In realtà, l’interpretazione ultraortodossa e violenta dell’Islam tipica dell’Arabia Saudita non è altro che una caricatura della religione. Per osservare il ruolo che l’islam può dare alle donne basta viaggiare nei molti paesi islamici, dall’Indonesia alla Tunisia, dove le donne non solo possono viaggiare e andare all’ospedale indipendentemente, ma perfino occupare posizioni ministeriali.

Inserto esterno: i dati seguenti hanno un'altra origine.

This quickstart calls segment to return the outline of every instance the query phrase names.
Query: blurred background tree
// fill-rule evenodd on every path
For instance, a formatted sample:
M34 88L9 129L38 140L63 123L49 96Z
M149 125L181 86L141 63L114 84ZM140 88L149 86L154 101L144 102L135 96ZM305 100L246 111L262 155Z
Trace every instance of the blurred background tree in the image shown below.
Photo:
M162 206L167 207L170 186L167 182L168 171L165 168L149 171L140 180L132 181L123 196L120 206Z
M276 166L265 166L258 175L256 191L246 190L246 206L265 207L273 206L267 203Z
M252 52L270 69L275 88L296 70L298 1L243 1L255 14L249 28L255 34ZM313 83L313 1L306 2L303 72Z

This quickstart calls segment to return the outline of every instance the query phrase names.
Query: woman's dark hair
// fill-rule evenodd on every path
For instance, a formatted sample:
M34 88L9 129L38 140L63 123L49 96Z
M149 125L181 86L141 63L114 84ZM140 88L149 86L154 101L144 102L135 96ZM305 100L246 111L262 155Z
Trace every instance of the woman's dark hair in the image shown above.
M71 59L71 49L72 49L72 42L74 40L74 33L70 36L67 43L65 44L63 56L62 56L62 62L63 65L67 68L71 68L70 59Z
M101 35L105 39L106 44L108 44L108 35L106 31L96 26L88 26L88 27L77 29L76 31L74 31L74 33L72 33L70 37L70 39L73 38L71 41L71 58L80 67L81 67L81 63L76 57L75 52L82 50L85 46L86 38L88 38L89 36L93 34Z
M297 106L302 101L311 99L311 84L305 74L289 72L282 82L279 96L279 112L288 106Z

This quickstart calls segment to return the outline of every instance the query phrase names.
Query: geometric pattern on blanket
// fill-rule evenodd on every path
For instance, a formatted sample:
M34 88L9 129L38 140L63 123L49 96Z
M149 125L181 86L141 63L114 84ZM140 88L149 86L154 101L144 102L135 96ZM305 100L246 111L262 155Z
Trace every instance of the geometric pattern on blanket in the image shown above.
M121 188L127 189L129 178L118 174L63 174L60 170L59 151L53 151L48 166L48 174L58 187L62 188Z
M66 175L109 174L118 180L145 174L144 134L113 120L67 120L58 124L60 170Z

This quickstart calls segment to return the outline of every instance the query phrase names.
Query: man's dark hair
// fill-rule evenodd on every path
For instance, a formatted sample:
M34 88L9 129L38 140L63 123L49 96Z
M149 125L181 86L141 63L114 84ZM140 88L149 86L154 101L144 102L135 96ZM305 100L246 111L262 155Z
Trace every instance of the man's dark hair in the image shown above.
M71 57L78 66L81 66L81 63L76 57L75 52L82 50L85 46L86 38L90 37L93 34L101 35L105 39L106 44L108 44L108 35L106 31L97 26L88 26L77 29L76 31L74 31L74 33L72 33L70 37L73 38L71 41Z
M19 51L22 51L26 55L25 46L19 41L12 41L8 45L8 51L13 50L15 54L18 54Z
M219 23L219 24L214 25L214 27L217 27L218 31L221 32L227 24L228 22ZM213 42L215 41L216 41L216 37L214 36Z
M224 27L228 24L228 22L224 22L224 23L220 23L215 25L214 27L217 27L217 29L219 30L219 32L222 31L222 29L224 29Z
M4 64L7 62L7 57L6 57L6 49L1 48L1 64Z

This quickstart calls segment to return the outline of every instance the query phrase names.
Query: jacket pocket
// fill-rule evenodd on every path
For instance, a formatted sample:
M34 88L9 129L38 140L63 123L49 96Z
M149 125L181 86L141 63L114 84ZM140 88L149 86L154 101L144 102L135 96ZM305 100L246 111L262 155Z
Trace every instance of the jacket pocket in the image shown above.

Nelle ultime settimane, i media occidentali hanno avuto un gran parlare delle sedicenti riforme politiche del monarca saudita. Il re Abdullah ha difatti deciso che nelle prossime elezioni municipali le donne avranno il diritto di voto e avranno perfino il diritto sedere alla Shura, assemblea consultativa. Dall’Italia fino agli Stati Uniti i giornali e le tv hanno mostrato la più grande compiacenza nel rilanciare i comunicati stampa di Riyadh. Un grande risalto è stato dato a dei questo avvenimento storico.
La potenza della comunicazione nasconde però la vuotezza delle riforme. Le concessioni del re sono difatti une mera operazione cosmetica capitata a puntino in una fase di agitazione popolare nel mondo arabo. Le donne, accedendo alla Shura o ai consigli municipali, non escono dalla loro segregazione.
L’Arabia Saudita, monarchia assoluta ereditaria, non ha organi democratici. I consigli municipali non hanno praticamente nessun potere e la Shura è un’assemblea consultativa, i cui componenti sono scelte dal re. Nella Terra delle due moschee finché le donne saranno «di qualcuno», finché saranno perseguitate per i loro abiti o per i loro incontri, finché saranno punite per essere state stuprate e finché saranno costrette a chiedere al marito il permesso di uscire – fosse pure per andare a votare – l’apartheid non potrà dirsi concluso.